This patch also updates the docs for llvm-mca.
Due to the nature of this change, several tests in the tools/llvm-mca directory
were affected, and had to be updated using script `update_mca_test_checks.py`.

llvm-svn: 340946
diff --git a/llvm/tools/llvm-mca/Views/SummaryView.cpp b/llvm/tools/llvm-mca/Views/SummaryView.cpp
index 4a147bb..026742a 100644
--- a/llvm/tools/llvm-mca/Views/SummaryView.cpp
+++ b/llvm/tools/llvm-mca/Views/SummaryView.cpp
@@ -63,7 +63,9 @@
   unsigned Iterations = Source.getNumIterations();
   unsigned Instructions = Source.size();
   unsigned TotalInstructions = Instructions * Iterations;
+  unsigned TotalUOps = NumMicroOps * Iterations;
   double IPC = (double)TotalInstructions / TotalCycles;
+  double UOpsPerCycle = (double)TotalUOps / TotalCycles;
   double BlockRThroughput = computeBlockRThroughput(
       SM, DispatchWidth, NumMicroOps, ProcResourceUsage);
 
@@ -72,10 +74,12 @@
   TempStream << "Iterations:        " << Iterations;
   TempStream << "\nInstructions:      " << TotalInstructions;
   TempStream << "\nTotal Cycles:      " << TotalCycles;
+  TempStream << "\nTotal uOps:        " << TotalUOps << '\n';
   TempStream << "\nDispatch Width:    " << DispatchWidth;
-  TempStream << "\nIPC:               " << format("%.2f", IPC);
-
-  // Round to the block reciprocal throughput to the nearest tenth.
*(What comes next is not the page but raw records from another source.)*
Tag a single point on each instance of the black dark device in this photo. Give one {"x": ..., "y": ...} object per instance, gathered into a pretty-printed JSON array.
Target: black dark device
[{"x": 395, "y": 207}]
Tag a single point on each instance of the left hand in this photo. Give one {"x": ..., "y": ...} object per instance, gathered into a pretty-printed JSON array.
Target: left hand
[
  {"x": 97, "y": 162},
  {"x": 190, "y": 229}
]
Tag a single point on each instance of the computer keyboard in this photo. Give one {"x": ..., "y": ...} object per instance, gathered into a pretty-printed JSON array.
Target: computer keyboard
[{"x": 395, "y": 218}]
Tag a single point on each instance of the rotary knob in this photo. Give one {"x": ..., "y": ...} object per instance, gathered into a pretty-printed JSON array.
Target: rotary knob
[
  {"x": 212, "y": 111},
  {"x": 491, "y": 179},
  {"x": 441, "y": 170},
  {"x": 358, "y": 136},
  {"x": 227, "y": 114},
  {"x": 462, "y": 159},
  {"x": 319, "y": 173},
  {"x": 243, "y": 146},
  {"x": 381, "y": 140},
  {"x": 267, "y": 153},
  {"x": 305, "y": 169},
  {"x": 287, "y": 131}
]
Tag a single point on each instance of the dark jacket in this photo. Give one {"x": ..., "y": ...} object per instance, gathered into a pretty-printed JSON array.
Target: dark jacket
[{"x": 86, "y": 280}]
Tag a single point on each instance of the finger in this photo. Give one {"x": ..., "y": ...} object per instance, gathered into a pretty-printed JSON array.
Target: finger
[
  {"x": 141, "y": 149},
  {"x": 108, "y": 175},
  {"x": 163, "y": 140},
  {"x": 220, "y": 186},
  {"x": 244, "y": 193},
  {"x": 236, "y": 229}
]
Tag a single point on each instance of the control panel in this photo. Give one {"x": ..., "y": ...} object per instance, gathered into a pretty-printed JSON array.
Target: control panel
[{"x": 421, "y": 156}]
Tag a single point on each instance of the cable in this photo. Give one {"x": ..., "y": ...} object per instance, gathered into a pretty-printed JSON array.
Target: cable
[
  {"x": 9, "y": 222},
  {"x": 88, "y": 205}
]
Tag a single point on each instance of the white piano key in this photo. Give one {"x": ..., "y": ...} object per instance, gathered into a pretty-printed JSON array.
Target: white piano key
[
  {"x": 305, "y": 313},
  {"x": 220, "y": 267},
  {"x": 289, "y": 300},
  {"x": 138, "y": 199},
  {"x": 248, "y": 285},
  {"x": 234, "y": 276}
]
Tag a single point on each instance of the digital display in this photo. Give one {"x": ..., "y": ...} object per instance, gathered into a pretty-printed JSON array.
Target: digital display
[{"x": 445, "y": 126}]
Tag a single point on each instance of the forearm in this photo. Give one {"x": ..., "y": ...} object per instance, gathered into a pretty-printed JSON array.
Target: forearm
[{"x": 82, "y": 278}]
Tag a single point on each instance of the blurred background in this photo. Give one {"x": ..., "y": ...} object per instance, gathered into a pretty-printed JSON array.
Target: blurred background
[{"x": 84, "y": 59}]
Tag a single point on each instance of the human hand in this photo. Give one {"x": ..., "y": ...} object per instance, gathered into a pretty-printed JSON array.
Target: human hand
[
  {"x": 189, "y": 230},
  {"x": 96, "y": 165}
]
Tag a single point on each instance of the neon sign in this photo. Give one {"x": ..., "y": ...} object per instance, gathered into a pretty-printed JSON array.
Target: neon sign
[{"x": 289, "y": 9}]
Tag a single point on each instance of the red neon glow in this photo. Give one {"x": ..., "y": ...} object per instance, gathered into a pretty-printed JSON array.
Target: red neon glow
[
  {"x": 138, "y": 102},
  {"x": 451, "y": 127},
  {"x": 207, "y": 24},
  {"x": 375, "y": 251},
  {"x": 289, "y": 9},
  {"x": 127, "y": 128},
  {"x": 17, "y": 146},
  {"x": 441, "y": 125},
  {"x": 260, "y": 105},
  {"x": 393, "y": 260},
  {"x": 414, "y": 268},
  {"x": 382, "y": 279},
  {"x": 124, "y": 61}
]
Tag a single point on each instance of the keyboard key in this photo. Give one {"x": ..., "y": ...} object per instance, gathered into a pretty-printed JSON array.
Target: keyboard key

+  TempStream << "\nuOps Per Cycle:    "
+             << format("%.2f", floor((UOpsPerCycle * 100) + 0.5) / 100);
+  TempStream << "\nIPC:               "
+             << format("%.2f", floor((IPC * 100) + 0.5) / 100);
   TempStream << "\nBlock RThroughput: "
              << format("%.1f", floor((BlockRThroughput * 10) + 0.5) / 10)
              << '\n';